As the long hours passed, Elise sighed slightly and shuddered, and a growing thirst drew her mind from grief. Mile after mile they rode; Stede did not stop. Her throat was parched and she ached from the hours in the atrociously uncomfortable sidesaddle. Misery made her think of Bryan, and thinking of him made her ever more miserable. To stave her mind from both grief and discomfort, she allowed herself to give free rein to revenge, and she mulled over many a conversation in her mind in which she found the right words to convince Eleanor of Aquitaine that she must not allow Richard to reward Bryan Stede.
When the sun began to fall and her mare's steps started to falter, Elise grew more and more annoyed with Bryan. Will, perhaps sensing her thoughts, came up beside her.
"It will not be long," he promised. She tried to smile.

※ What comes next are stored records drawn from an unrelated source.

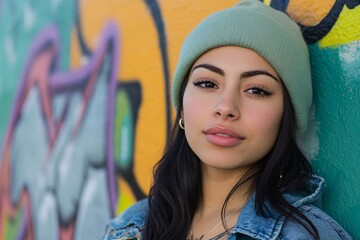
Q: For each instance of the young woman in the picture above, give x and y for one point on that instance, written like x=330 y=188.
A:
x=232 y=168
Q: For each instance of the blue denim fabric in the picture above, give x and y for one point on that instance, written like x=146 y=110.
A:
x=130 y=223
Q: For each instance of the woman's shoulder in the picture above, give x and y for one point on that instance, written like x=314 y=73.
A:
x=129 y=224
x=326 y=226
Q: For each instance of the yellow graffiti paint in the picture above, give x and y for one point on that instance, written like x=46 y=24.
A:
x=267 y=2
x=309 y=12
x=125 y=197
x=345 y=30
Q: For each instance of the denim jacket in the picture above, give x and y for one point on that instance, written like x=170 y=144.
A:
x=131 y=223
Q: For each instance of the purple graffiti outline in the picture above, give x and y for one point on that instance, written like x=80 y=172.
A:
x=62 y=81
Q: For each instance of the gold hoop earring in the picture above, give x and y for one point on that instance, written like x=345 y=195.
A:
x=181 y=123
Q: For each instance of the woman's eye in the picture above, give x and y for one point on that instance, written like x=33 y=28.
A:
x=259 y=92
x=205 y=84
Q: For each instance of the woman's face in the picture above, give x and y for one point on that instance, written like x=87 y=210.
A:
x=232 y=107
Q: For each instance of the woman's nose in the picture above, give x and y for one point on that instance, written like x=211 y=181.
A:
x=227 y=107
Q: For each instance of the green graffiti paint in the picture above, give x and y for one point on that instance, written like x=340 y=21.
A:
x=336 y=82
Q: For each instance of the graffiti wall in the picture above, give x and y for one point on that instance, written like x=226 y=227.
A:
x=85 y=106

By dusk, they were still many miles away from their destination. Marshal rode forward to join Bryan. "Perhaps we should stop and make other plans for the night," he suggested.
Bryan shook his head. "It isn't that much farther, Will."
Will shrugged. "Nay, but the terrain is rough for riding in darkness."
Bryan glanced at Will. "Have we complaints?"
"No . . ."
"Then we will ride."
Elise was ready to fall out of her saddle by the time they reached the Abbey of St. John the Martyr. Dear God! How could a man ride so hard without thought or care for thirst or comfort? But as they clattered into the abbey yard, Elise found Bryan Stede's implacable gaze upon her, and she determined that she would show no signs of exhaustion—or weakness. She met his eyes coolly, then laughed radiantly at something Will Marshal said—she didn't know what—as he came to help her from her horse.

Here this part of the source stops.